Mazda’s new ‘Premium’ brand philosophy has put it on a course to compete with higher-end German marques, and the CX-5 demonstrates the strong refinement necessary to support this quest. Gone are the days of journalists praising a Mazda for its driving dynamics and engine, only for it to fall at the last hurdle of noise vibration and harshness. The CX-5 is an isolating vehicle in the cabin. Our testing roads north-west of Sydney provide some of the world’s most horrendous coarse-chip pavement, and it was easy to chat at a reasonable volume, even when having to push the two-litre engine. Kids in the back should have no trouble listening to YouTube videos.
A flip-down armrest in the rear seat features two fast-charge USB ports to keep the iPads filled, with adjustable rear air vents to keep rear occupants cool. The CX-5 is big enough for taller occupants, too: at six-foot-two, I fit comfortably behind my driving position. There’s about an inch of legroom for me, but plenty of toe and headroom to accommodate basketball stars.
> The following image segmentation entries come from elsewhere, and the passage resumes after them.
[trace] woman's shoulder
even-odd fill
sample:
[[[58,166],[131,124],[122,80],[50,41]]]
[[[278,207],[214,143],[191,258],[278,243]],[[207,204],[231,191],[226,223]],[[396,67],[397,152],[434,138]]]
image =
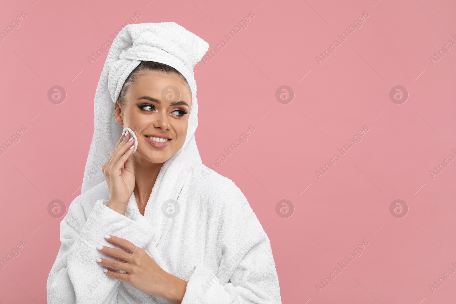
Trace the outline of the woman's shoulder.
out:
[[[98,200],[109,200],[109,191],[106,180],[103,180],[75,198],[68,207],[63,218],[77,228],[85,223],[95,203]]]
[[[193,168],[192,183],[195,194],[224,200],[233,196],[245,198],[242,191],[231,179],[202,163]]]

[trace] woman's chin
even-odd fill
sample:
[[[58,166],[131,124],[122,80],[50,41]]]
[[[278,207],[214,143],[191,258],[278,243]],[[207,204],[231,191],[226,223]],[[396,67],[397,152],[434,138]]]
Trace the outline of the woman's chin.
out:
[[[141,155],[144,160],[154,164],[162,164],[169,159],[172,155],[169,151],[157,152],[155,151],[147,151],[145,153],[143,151],[136,151],[136,153]]]

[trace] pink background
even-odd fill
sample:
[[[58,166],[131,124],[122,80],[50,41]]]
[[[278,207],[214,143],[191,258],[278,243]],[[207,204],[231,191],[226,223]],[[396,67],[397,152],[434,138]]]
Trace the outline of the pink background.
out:
[[[433,65],[430,59],[456,43],[454,1],[35,1],[0,10],[2,31],[27,14],[0,41],[0,144],[26,128],[0,155],[0,258],[27,242],[0,270],[0,303],[46,302],[62,218],[47,206],[59,199],[67,206],[80,193],[108,52],[91,65],[88,57],[135,12],[135,23],[174,21],[211,46],[226,42],[195,67],[197,142],[210,165],[255,128],[214,168],[266,228],[284,303],[454,302],[456,274],[430,287],[456,271],[456,160],[430,173],[456,157],[456,46]],[[227,41],[250,11],[247,27]],[[362,27],[342,41],[337,35],[363,12]],[[336,39],[319,65],[316,57]],[[59,104],[47,97],[55,85],[67,94]],[[282,85],[294,91],[291,102],[276,99]],[[389,98],[397,85],[409,94],[400,104]],[[363,126],[362,141],[319,179],[316,171]],[[276,212],[283,199],[294,206],[288,218]],[[404,217],[390,212],[396,199],[408,206]],[[362,255],[342,270],[337,263],[363,240]],[[316,284],[336,267],[341,273],[319,293]]]

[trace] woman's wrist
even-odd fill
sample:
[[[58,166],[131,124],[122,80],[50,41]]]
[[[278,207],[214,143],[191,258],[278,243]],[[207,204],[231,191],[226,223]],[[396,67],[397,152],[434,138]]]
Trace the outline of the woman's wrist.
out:
[[[119,204],[111,201],[109,201],[108,203],[106,204],[106,206],[108,208],[110,208],[113,210],[114,210],[114,211],[120,213],[122,215],[125,215],[125,212],[127,211],[126,206],[124,207]]]
[[[185,294],[187,281],[171,273],[167,273],[168,278],[164,286],[162,298],[164,298],[173,304],[180,304]]]

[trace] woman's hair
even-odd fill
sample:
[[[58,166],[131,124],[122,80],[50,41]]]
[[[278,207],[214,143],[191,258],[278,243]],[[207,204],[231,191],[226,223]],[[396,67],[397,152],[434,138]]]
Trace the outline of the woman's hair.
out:
[[[127,93],[130,87],[136,80],[138,77],[151,71],[160,72],[166,74],[175,74],[180,77],[187,83],[188,83],[187,82],[187,78],[184,77],[184,75],[182,75],[180,72],[171,66],[164,63],[157,62],[155,61],[141,61],[141,63],[135,68],[134,70],[131,71],[130,75],[128,75],[128,77],[125,79],[125,82],[124,83],[124,85],[122,87],[122,89],[120,90],[120,93],[119,96],[118,102],[119,104],[123,105],[124,104]],[[114,109],[117,105],[117,102],[116,102],[114,105]]]

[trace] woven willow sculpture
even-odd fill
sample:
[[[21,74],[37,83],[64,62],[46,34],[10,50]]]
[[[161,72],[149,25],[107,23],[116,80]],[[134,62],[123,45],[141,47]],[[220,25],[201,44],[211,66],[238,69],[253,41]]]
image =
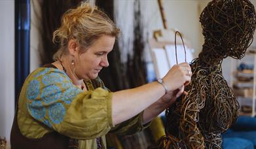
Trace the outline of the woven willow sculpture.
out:
[[[166,136],[158,148],[221,148],[221,134],[235,122],[239,105],[222,76],[227,56],[244,57],[255,29],[255,12],[248,0],[213,0],[200,21],[204,44],[191,63],[188,92],[166,110]]]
Shuffle around the rear, lift the manual boot – it’s a power tailgate in the GT and Akera – and witness 440 litres of cargo space.
Mazda’s nifty cargo-cover solution retracts as the tailgate lifts, a neat and smart touch of engineering. A standard-fit cargo net would be nice, although the convenience of a remote folding rear bench is appreciated for bicycle portaging. A spare tyre sits under the high-set boot floor meaning a minimal load-lip, too.
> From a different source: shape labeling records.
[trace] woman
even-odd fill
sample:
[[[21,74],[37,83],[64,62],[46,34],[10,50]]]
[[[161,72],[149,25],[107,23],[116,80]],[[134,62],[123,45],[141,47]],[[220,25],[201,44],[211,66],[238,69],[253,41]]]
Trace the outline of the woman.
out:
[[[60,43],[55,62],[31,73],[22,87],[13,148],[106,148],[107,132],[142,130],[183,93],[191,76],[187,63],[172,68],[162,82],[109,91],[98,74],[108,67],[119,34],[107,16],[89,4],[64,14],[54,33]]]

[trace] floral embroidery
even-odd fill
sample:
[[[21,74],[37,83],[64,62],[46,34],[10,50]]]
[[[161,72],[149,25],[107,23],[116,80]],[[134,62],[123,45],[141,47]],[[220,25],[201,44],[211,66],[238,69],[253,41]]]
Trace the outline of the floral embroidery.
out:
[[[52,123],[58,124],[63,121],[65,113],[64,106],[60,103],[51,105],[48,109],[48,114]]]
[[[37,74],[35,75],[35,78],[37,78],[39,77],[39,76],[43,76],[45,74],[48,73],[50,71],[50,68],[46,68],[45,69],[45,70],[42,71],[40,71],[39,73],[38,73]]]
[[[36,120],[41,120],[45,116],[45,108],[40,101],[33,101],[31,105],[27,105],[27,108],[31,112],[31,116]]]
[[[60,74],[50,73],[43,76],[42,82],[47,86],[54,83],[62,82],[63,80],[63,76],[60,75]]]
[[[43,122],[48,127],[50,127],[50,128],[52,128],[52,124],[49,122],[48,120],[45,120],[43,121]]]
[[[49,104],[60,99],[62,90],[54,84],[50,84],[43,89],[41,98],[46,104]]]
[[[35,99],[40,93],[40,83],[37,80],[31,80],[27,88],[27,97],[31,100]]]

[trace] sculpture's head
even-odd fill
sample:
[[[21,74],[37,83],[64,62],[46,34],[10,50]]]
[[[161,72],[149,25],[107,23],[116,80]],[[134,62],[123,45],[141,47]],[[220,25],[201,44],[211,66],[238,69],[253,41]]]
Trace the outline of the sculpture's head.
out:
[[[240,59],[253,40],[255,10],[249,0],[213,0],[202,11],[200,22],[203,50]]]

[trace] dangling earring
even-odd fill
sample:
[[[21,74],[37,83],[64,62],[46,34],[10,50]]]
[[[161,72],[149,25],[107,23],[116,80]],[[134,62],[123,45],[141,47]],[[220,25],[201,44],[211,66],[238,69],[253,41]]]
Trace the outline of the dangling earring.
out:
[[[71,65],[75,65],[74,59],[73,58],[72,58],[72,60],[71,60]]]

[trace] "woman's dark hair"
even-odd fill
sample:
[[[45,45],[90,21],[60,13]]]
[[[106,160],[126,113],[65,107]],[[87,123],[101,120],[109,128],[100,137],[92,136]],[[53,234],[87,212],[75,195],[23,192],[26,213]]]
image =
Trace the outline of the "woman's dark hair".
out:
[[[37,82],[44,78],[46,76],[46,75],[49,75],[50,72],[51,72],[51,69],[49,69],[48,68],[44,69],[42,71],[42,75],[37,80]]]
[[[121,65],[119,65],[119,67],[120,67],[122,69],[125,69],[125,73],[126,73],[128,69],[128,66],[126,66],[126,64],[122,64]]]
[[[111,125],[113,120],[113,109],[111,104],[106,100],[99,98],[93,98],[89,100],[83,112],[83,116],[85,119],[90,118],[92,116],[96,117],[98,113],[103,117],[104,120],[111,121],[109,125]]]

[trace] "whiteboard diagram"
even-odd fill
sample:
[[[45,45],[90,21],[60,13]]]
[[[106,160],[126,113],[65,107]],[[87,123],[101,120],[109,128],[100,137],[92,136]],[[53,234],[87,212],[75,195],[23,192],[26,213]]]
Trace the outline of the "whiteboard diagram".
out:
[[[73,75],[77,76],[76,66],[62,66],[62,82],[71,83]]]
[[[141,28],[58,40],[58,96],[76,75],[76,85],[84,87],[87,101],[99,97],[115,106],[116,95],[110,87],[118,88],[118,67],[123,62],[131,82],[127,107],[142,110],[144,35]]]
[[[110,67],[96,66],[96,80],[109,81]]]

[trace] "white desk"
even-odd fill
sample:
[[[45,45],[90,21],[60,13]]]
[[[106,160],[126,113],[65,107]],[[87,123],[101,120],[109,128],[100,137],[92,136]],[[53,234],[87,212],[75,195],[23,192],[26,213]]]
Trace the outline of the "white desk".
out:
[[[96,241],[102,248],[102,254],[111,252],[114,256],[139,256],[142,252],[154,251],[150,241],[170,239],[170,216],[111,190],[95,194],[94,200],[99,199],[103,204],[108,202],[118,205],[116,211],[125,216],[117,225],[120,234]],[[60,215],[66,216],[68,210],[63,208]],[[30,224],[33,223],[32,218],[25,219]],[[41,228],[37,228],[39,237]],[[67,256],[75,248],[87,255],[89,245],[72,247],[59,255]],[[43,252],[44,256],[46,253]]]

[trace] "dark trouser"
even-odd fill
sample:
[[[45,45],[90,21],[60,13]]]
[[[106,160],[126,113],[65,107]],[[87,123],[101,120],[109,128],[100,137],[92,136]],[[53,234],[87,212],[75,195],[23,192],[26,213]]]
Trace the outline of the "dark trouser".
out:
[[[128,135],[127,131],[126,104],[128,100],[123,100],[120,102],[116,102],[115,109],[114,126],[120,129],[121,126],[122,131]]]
It’s easy to see why the CX-5 is still a family favourite; Mazda’s mid-size SUV is a practical and pragmatic choice. The myriad ways to configure a CX-5 to suit different budgets and outcomes improves prospects further. Maxx Sport FWD trim does without the off-road credentials added for 2020, but what matters is that even at the lower end the CX-5’s character is intact. Mazda’s deft updates for 2020 have increased the feeling of premium, too. Excellent ride and comfort remains while the driving experience is more serene than ever. The CX-5 won’t stand out in a crowd; instead, the Mazda happily joins its family like an ageing labrador; warming your feet in winter and following commands without protest.